Question qui n’a rien à voir : David Vunk, qui t’a accompagné autour de ton EP « Schmock Machine », il est cool dans la vie?

Il est cool et il est fun… et il est intense! David c’est un personnage, c’est un nounours. C’est un mec super sympa, super poli, super fun, il est hyper ouvert.

Et bosser avec lui c’est un délire : il sort beaucoup, il a aussi sa façon de parler et de voir les choses, c’est un punk quoi. Et faire un disque avec un punk, quand toi tu n’es pas prêt et que tu as envie que les choses soient très contrôlées, c’est un délire. C’est du travail de sortir un disque avec lui, mais ça vaut le coup et son label est bien.

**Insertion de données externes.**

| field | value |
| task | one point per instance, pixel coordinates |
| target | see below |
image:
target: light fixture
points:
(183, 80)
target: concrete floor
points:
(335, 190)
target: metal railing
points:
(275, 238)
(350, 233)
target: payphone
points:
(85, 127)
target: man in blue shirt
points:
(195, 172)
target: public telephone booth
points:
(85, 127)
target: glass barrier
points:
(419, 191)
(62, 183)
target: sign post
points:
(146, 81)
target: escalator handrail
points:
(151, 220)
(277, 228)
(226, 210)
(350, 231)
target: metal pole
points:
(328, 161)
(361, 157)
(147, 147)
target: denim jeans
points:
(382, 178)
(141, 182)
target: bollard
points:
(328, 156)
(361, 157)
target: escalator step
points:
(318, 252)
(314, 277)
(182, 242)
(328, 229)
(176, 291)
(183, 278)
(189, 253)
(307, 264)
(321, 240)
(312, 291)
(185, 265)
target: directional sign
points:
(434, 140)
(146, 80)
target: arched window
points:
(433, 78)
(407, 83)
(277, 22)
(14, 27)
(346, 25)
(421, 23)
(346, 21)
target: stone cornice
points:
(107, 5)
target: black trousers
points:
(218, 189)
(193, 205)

Il a une vision du DJ set où il est là pour faire la fête, et où il hésite pas à passer des trucs connus pour faire chanter les gens. Il aime que les gens captent ce qui se passe et il aime les faire voler. Ça fait des années que je le suis, et je pense qu’il m’influence beaucoup, et que je partage cette vision du DJ set.

C’est quoi ton set up de studio?

C’est assez simple : j’ai Ableton en séquencer, puis plusieurs synthés polyphoniques, plein de synthés monophoniques parce que c’est mon truc.

Un MS-20, un Synthé qui s’appelle le Domino, que j’utilise tout le temps. J’ai la chance d’avoir un Oberheim 6, une belle bête, qui est devenu mon élément principal. En boîte à rythme j’ai un Digitakt où je mets tous mes samples. Et un clavier Arturia Keystep, un clavier midi qui me permet de séquencer mes mélodies hyper rapidement.

 

Tu vas retrouver des potes de Cracki Records à la Peacock Society, t’es chaud?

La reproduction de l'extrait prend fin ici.